The sample comprised participants from the Avon Longitudinal Study of Parents and Children (ALSPAC). Detailed information about ALSPAC is available on the study website (http://www.bristol.ac.uk/alspac), which includes a fully searchable dictionary of available data (http://www.bris.ac.uk/alspac/researchers/data-access/data-dictionary). Pregnant women residents in the former Avon Health Authority in south-west England, having an estimated date of delivery between 1 April 91 and 31 December 92, were invited to take part, resulting in a cohort of 14 541 pregnancies and 13 973 singletons/twins (7217 boys and 6756 girls) alive at 12 months.24
Exposures: daytime wetting and bedwetting during childhood
Postal questionnaires were sent out to parents when the study children were aged 4½, 5½, 6½, 7½ and 9½ years (hereafter referred to as 4–9 years). Over 90% of questionnaires were returned within 1–2 months of the target age. Parents were asked ‘How often usually does your child wet him/herself during the day?’ and ‘during the night?’ and for both questions were given the response options ‘Never’; ‘Occasional accidents but less than once a week’; ‘About once a week’; ‘2–5 times a week’; ‘Nearly every day; and ‘More than once a day’.
Outcomes: bladder and bowel symptoms in adolescence
A self-report postal questionnaire was sent out to study children when they were 13 years 10 months (IQR: 13 years 10 months—13 years 11 months, hereafter referred to as 14 years; over 90% of participants returned the questionnaire within 3 months of the target age).

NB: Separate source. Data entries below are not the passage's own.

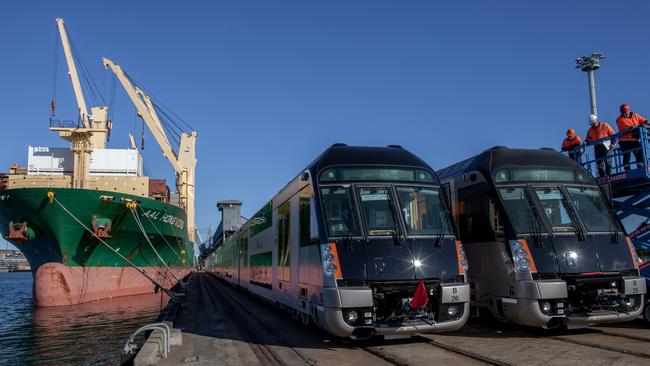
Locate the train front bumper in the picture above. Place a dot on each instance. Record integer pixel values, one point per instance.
(333, 317)
(526, 309)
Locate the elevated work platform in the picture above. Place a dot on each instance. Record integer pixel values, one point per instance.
(628, 185)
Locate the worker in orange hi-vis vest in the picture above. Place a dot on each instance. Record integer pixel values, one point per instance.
(570, 143)
(598, 130)
(631, 142)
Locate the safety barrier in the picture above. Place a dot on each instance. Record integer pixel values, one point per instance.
(615, 155)
(630, 189)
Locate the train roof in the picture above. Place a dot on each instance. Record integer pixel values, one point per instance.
(498, 157)
(341, 154)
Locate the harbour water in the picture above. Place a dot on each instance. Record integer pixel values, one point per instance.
(92, 333)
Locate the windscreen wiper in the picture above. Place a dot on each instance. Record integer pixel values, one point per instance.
(397, 237)
(443, 228)
(575, 220)
(536, 218)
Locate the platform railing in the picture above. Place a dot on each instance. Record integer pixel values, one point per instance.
(583, 154)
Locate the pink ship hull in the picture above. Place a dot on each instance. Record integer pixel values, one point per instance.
(56, 284)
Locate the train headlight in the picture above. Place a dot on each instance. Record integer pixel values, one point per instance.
(545, 307)
(452, 311)
(522, 261)
(352, 316)
(632, 302)
(330, 259)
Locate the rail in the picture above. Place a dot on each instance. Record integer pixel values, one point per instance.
(615, 156)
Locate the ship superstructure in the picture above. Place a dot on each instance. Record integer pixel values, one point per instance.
(90, 222)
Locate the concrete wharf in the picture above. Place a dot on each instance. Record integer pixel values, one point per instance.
(223, 326)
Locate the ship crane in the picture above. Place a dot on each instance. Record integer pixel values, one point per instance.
(183, 162)
(92, 132)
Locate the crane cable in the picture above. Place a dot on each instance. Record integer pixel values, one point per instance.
(51, 196)
(55, 72)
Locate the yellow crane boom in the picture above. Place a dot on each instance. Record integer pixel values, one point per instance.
(184, 163)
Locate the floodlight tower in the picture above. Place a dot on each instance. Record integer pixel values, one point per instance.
(589, 64)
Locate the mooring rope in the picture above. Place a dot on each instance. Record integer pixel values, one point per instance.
(165, 240)
(51, 196)
(144, 233)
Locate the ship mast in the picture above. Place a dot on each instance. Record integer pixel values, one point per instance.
(184, 163)
(92, 130)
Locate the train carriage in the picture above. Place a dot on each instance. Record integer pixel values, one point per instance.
(544, 245)
(347, 244)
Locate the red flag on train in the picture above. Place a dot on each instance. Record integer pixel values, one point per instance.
(420, 297)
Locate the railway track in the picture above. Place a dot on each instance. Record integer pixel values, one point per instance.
(639, 344)
(256, 332)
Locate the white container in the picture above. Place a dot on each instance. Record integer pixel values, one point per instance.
(121, 162)
(43, 160)
(60, 161)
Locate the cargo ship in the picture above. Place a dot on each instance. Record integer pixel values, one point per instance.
(91, 224)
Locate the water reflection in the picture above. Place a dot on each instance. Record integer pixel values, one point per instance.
(91, 333)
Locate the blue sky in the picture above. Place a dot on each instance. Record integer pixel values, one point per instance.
(268, 85)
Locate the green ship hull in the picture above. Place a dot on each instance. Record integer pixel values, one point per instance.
(71, 265)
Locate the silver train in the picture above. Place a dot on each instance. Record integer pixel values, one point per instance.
(347, 244)
(544, 246)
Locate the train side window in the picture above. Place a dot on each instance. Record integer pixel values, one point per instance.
(446, 190)
(244, 248)
(284, 241)
(308, 224)
(476, 217)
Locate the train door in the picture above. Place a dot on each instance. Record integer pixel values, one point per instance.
(309, 265)
(283, 246)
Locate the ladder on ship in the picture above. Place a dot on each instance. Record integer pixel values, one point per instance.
(629, 189)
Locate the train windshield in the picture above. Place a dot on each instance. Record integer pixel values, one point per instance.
(592, 209)
(378, 211)
(423, 211)
(519, 210)
(561, 209)
(339, 216)
(555, 209)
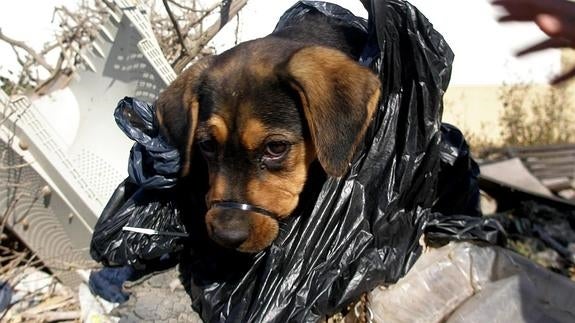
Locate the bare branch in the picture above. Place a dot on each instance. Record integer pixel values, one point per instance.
(176, 26)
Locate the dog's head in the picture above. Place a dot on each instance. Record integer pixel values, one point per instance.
(260, 114)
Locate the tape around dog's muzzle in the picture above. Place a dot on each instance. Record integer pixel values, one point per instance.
(243, 207)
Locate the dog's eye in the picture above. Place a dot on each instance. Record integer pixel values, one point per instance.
(276, 149)
(208, 147)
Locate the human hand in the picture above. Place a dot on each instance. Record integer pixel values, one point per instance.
(556, 18)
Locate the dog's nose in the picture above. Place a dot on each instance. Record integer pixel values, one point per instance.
(230, 228)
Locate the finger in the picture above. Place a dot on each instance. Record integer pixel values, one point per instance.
(546, 44)
(516, 18)
(563, 77)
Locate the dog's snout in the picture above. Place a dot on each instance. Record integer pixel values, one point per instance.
(230, 228)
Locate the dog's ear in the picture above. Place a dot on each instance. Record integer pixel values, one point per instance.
(339, 98)
(177, 111)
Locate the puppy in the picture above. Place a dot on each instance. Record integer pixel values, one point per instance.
(260, 114)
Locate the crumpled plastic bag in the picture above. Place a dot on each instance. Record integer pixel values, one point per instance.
(362, 230)
(144, 200)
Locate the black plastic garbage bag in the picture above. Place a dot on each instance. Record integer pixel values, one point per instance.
(353, 233)
(144, 200)
(349, 234)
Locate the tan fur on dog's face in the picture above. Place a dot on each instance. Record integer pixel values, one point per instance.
(260, 114)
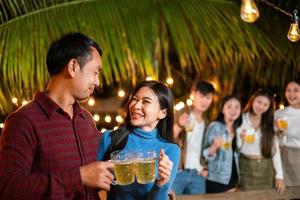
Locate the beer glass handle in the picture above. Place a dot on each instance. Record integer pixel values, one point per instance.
(114, 182)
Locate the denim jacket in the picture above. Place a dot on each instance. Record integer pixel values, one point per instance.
(220, 164)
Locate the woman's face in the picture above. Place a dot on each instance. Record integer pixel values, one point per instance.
(260, 105)
(144, 109)
(231, 110)
(292, 94)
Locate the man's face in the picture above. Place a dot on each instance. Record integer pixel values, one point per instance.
(87, 78)
(202, 102)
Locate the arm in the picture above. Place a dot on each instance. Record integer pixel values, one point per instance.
(279, 182)
(19, 177)
(179, 125)
(159, 191)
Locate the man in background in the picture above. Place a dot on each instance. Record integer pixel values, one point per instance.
(188, 133)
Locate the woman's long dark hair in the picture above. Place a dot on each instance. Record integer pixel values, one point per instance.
(164, 127)
(266, 123)
(237, 123)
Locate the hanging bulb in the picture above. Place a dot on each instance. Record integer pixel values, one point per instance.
(249, 11)
(294, 32)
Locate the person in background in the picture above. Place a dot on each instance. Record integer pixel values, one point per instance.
(258, 145)
(188, 133)
(220, 150)
(48, 147)
(290, 135)
(148, 125)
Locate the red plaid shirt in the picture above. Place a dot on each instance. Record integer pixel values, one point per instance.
(41, 149)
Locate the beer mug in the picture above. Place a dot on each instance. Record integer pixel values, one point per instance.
(226, 142)
(145, 162)
(124, 167)
(189, 127)
(250, 136)
(282, 123)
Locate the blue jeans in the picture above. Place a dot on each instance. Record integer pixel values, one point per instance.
(188, 181)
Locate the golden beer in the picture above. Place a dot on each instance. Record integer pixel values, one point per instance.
(249, 138)
(124, 172)
(145, 171)
(282, 124)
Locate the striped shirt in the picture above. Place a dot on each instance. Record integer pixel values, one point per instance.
(41, 150)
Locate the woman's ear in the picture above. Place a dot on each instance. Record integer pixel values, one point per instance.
(162, 114)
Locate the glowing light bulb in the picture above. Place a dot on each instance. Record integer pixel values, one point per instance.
(96, 117)
(189, 102)
(170, 81)
(107, 118)
(149, 78)
(249, 11)
(294, 32)
(281, 106)
(119, 119)
(91, 102)
(121, 93)
(14, 100)
(24, 102)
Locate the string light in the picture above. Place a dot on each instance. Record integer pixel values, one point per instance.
(149, 78)
(96, 117)
(179, 106)
(14, 100)
(91, 101)
(189, 102)
(170, 81)
(250, 13)
(281, 106)
(107, 118)
(24, 102)
(119, 119)
(121, 93)
(294, 33)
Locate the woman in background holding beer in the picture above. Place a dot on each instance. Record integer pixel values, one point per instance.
(148, 125)
(290, 133)
(259, 146)
(220, 147)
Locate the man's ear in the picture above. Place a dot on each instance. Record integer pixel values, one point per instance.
(72, 67)
(162, 114)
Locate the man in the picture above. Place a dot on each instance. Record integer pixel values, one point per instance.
(188, 132)
(48, 147)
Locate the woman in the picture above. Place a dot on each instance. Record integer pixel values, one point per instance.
(219, 147)
(290, 137)
(258, 145)
(148, 125)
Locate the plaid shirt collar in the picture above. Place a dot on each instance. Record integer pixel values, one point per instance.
(49, 106)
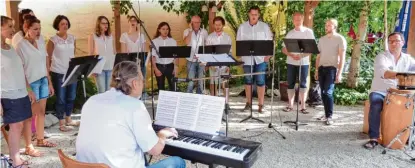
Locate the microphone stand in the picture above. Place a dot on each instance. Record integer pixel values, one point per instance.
(152, 46)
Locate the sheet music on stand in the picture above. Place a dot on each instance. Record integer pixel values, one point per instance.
(216, 59)
(193, 112)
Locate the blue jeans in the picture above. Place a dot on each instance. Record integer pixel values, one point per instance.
(104, 81)
(40, 88)
(326, 78)
(376, 107)
(292, 75)
(65, 96)
(170, 162)
(195, 71)
(259, 79)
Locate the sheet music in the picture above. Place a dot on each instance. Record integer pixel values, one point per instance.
(206, 58)
(194, 112)
(223, 58)
(166, 108)
(70, 76)
(98, 67)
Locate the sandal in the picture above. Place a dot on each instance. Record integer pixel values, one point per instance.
(304, 111)
(287, 109)
(25, 163)
(32, 152)
(44, 143)
(371, 144)
(73, 123)
(64, 128)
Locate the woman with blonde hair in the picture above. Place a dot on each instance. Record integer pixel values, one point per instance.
(102, 43)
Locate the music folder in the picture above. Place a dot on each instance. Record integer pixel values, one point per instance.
(254, 48)
(215, 49)
(139, 57)
(187, 111)
(301, 45)
(175, 51)
(79, 66)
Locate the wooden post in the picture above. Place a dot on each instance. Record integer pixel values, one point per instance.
(117, 25)
(411, 35)
(12, 10)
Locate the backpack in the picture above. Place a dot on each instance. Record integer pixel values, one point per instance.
(314, 95)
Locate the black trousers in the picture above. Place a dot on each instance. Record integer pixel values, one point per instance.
(166, 72)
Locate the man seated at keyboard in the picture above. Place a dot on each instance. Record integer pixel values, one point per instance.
(116, 127)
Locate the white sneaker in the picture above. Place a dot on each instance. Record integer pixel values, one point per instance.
(322, 118)
(329, 121)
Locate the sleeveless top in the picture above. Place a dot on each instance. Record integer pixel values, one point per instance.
(105, 49)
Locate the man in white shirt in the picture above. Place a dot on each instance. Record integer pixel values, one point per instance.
(195, 37)
(329, 66)
(116, 127)
(387, 65)
(254, 30)
(218, 38)
(294, 60)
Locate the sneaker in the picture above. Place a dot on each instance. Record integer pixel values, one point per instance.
(260, 108)
(322, 118)
(329, 121)
(247, 107)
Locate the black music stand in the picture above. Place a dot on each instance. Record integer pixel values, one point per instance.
(253, 48)
(134, 57)
(79, 69)
(300, 46)
(175, 52)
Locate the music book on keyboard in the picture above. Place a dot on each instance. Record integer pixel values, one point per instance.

Of the 8751 samples, 5899 (67.4%) returned the 14-year questionnaire. The questionnaire included questions about the frequency of incontinence (daytime wetting and bedwetting), LUTS (nocturia, urgency, frequent urination, low voided volume and voiding postponement) and bowel symptoms (passing hard stools and stool frequency) over the last 2 weeks. Table 1 provides the exact questions used to derive these outcomes.

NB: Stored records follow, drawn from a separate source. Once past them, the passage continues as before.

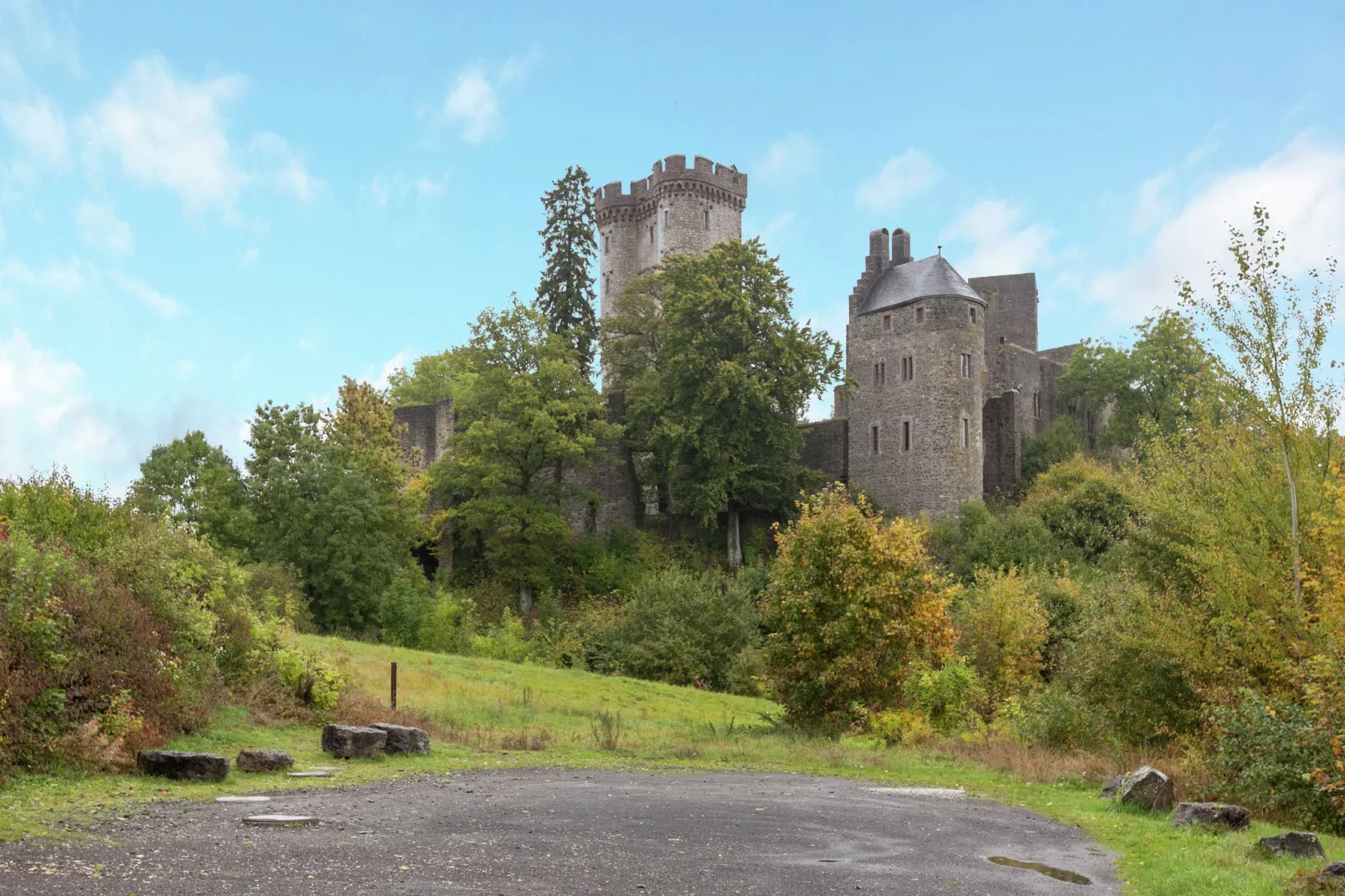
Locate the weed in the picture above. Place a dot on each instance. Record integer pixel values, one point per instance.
(607, 731)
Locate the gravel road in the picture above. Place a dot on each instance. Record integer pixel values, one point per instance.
(572, 833)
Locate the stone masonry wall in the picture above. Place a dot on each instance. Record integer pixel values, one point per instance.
(826, 448)
(935, 472)
(426, 430)
(1010, 310)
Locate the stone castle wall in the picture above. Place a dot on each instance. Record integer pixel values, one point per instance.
(676, 210)
(919, 461)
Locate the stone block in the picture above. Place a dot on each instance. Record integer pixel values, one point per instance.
(402, 739)
(1147, 789)
(177, 765)
(259, 760)
(1211, 816)
(353, 742)
(1300, 844)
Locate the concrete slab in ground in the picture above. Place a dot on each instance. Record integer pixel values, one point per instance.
(573, 833)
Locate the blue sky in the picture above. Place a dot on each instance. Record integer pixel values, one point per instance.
(201, 212)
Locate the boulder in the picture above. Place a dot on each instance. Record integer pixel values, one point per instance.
(1300, 844)
(1147, 789)
(264, 760)
(353, 742)
(173, 763)
(1211, 816)
(402, 739)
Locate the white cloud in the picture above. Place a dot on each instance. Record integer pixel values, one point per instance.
(472, 104)
(901, 178)
(171, 133)
(48, 415)
(283, 170)
(385, 190)
(100, 226)
(1001, 242)
(39, 128)
(159, 303)
(1302, 188)
(787, 160)
(1153, 203)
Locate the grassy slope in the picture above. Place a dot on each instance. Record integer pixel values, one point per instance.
(483, 703)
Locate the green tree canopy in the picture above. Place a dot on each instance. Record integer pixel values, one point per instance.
(719, 393)
(565, 294)
(195, 485)
(525, 414)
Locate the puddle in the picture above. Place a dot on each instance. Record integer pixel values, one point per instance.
(1059, 873)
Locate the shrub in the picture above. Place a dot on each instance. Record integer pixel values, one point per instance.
(1056, 718)
(685, 629)
(1266, 749)
(1003, 630)
(947, 696)
(852, 601)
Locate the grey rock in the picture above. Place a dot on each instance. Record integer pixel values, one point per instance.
(1300, 844)
(264, 760)
(177, 765)
(1211, 816)
(1147, 789)
(353, 742)
(402, 739)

Estimation of the parallel trajectory model
We previously used longitudinal latent class analysis (LLCA) to derive separate models of daytime wetting and bedwetting in childhood.21 ,23 In this earlier work, we showed that patterns of daytime wetting at 4–9 years could be adequately explained by a four-class solution and patterns of bedwetting could be explained by five classes (see online supplementary material). Separate latent class models for daytime wetting and bedwetting ignore the comorbidity between these continence problems. Therefore, in the current study, we derived a ‘parallel LLCA’ (using in Mplus V.7.11, Muthén & Muthén) in order to describe the repeated bivariate data of daytime wetting and bedwetting in tandem. We then examined the association between the latent classes and bladder and bowel symptoms in adolescence using logistic regression. Full details of the analysis employed to extract the parallel latent classes are provided in online supplementary material and in tables S1 and S2 and figures S1–S4.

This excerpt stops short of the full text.